21

Recommender Systems

Content-based Recommendation Systems

Theory

Content-based filtering recommends items similar to those a user liked in the past, based on item features rather than other users' behavior. It builds a profile for each user based on features of items they've interacted with.

Visualization

Content-based Recommendation Systems visualization

Mathematical Formulation

Algorithm:
1. Extract features from items (TF-IDF, attributes)
2. Build user profile from liked items
3. Calculate similarity (cosine, Euclidean)
4. Recommend top-k similar items

Cosine Similarity:
cos(θ) = (A·B) / (||A|| ||B||)

Code Example

from sklearn.feature_extraction.text import TfidfVectorizer
from sklearn.metrics.pairwise import cosine_similarity
import pandas as pd

# Sample movie dataset
movies = pd.DataFrame({
    'movie_id': [1, 2, 3, 4, 5],
    'title': ['The Matrix', 'Inception', 'The Notebook',
              'Interstellar', 'Titanic'],
    'genre': ['Sci-Fi Action', 'Sci-Fi Thriller', 
              'Romance Drama', 'Sci-Fi Drama', 'Romance Drama']
})

# Create TF-IDF features
tfidf = TfidfVectorizer(stop_words='english')
tfidf_matrix = tfidf.fit_transform(movies['genre'])

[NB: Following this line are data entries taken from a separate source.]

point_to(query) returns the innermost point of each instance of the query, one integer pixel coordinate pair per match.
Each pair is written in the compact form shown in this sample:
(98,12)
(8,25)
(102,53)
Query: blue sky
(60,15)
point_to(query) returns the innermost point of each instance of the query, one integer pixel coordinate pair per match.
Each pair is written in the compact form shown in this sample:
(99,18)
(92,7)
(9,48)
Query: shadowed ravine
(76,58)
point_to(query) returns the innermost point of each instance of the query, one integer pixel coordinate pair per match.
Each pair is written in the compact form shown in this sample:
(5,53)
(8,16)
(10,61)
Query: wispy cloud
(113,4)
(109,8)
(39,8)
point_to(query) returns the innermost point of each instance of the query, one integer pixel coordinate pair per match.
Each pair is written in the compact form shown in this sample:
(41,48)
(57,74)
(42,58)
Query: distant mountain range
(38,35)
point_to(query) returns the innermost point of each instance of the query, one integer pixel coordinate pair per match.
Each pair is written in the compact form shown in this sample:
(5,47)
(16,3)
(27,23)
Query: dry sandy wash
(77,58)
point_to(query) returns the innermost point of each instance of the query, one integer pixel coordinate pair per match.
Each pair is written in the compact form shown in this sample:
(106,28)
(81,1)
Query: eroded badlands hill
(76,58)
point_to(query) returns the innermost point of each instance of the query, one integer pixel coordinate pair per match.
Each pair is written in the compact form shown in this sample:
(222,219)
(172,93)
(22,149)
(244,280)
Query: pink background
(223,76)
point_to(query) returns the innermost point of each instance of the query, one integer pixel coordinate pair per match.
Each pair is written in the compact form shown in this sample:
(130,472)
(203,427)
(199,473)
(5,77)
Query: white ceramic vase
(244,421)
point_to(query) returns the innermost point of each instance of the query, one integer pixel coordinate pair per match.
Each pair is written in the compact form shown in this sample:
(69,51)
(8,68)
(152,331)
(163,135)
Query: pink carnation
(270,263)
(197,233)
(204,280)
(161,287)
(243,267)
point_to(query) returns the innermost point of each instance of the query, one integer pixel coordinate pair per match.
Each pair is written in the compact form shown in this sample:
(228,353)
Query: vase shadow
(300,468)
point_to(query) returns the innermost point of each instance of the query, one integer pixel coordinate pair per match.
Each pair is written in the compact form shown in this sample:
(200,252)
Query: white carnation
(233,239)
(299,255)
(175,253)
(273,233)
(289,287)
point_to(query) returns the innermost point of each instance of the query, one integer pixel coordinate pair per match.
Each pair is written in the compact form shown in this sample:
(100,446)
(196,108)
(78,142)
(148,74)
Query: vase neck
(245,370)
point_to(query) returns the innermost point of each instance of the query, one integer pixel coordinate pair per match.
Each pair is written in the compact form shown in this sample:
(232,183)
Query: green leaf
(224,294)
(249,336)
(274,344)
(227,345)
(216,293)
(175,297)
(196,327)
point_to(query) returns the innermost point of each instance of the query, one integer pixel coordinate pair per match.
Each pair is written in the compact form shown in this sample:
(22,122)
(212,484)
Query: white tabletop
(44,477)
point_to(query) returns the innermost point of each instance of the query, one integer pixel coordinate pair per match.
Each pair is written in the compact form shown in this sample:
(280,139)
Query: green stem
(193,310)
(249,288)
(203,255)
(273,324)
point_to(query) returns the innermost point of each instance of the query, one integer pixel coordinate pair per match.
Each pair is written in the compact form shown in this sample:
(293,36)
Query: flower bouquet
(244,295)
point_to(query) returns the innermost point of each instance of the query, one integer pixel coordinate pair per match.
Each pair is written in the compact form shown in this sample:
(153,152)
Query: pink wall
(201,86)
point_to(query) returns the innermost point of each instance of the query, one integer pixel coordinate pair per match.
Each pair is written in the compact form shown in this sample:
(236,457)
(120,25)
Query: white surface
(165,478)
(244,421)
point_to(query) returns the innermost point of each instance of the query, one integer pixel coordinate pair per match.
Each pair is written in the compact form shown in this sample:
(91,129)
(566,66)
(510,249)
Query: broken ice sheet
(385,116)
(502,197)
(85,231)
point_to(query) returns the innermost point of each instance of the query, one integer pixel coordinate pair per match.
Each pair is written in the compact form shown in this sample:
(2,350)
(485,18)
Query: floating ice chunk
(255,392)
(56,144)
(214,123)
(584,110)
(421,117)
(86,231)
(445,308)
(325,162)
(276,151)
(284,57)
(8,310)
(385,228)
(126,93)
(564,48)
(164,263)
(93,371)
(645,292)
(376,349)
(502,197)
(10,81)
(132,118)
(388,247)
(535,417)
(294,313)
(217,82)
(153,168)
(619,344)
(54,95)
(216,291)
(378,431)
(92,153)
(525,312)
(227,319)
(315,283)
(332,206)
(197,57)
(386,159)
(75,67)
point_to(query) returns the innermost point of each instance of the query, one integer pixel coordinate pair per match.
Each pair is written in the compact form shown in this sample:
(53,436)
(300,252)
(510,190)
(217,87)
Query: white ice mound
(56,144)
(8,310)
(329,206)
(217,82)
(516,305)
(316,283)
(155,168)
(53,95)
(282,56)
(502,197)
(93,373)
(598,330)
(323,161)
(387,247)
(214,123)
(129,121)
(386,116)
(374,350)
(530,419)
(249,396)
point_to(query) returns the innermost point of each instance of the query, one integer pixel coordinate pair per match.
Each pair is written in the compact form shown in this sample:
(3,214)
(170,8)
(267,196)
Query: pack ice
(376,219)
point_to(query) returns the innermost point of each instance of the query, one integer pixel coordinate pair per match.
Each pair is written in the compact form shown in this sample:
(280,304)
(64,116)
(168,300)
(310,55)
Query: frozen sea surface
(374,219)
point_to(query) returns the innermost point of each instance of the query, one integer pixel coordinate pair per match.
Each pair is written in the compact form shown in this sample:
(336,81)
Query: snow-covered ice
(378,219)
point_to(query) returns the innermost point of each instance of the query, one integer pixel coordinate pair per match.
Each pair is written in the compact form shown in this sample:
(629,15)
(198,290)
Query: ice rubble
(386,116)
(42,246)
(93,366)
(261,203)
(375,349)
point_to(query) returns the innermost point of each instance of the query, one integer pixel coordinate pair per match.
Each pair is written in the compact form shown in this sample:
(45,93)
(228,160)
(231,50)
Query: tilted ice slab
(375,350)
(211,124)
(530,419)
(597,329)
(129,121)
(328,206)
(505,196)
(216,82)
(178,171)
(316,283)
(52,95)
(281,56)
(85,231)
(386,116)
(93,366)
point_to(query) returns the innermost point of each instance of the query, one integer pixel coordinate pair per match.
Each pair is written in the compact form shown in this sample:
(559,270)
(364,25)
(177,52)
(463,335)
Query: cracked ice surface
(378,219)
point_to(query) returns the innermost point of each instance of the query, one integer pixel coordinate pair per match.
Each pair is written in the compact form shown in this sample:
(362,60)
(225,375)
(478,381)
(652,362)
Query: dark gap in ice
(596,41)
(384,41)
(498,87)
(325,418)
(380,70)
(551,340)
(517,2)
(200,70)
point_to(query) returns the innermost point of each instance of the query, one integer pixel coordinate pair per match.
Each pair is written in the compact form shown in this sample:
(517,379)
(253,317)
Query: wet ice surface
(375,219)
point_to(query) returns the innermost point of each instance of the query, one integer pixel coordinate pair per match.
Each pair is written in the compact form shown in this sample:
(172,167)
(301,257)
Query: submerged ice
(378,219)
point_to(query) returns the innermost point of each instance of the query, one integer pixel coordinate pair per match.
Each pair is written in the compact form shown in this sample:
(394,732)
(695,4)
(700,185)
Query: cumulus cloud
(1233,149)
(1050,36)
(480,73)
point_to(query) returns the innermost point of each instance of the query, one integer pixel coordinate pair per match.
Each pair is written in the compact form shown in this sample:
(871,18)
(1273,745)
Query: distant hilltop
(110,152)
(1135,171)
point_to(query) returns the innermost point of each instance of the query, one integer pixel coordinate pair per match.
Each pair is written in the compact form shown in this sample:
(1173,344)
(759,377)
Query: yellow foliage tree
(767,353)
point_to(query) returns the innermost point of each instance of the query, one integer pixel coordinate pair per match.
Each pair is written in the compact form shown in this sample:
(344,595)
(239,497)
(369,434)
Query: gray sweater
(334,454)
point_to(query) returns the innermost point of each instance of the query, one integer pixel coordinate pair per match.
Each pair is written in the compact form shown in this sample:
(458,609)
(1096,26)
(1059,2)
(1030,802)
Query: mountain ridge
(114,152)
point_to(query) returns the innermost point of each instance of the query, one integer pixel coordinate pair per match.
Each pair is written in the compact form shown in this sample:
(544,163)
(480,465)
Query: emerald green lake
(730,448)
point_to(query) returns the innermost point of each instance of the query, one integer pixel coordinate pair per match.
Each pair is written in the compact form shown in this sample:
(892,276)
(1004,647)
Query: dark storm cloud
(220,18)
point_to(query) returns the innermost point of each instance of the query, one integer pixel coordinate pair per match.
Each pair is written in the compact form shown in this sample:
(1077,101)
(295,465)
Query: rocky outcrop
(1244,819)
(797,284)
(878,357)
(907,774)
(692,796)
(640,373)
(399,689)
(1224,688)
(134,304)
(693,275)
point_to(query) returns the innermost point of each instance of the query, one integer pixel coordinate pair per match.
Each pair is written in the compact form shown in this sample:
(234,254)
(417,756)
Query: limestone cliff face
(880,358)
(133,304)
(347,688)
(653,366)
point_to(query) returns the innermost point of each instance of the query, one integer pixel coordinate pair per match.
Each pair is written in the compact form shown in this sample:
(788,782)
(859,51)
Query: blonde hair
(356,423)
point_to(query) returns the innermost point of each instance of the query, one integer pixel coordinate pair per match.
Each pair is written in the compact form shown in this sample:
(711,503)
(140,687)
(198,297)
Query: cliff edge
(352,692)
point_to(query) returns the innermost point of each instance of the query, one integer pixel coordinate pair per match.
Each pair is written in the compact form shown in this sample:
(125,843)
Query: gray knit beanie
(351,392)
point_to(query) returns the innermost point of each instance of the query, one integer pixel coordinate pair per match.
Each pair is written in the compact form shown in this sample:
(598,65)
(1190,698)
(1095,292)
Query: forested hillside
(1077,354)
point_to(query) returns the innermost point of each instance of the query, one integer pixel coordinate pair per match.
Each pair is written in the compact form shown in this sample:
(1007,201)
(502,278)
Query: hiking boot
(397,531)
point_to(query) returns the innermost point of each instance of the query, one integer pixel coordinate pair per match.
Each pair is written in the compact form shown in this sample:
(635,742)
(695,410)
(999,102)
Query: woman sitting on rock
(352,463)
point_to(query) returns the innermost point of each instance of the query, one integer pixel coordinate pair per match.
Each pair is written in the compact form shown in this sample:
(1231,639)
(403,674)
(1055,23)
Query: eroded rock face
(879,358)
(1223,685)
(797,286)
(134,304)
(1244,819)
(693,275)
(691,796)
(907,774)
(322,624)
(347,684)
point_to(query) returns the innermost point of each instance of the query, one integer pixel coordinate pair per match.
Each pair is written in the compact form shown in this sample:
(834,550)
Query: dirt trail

# User liked movies 1 and 2
user_profile = tfidf_matrix[[0, 1]].mean(axis=0)

# Calculate similarities
similarities = cosine_similarity(user_profile, tfidf_matrix).flatten()

# Get recommendations
movies['similarity'] = similarities
recommendations = movies[~movies['movie_id'].isin([1, 2])]\
                    .nlargest(2, 'similarity')

print("Recommendations:")
print(recommendations[['title', 'genre', 'similarity']])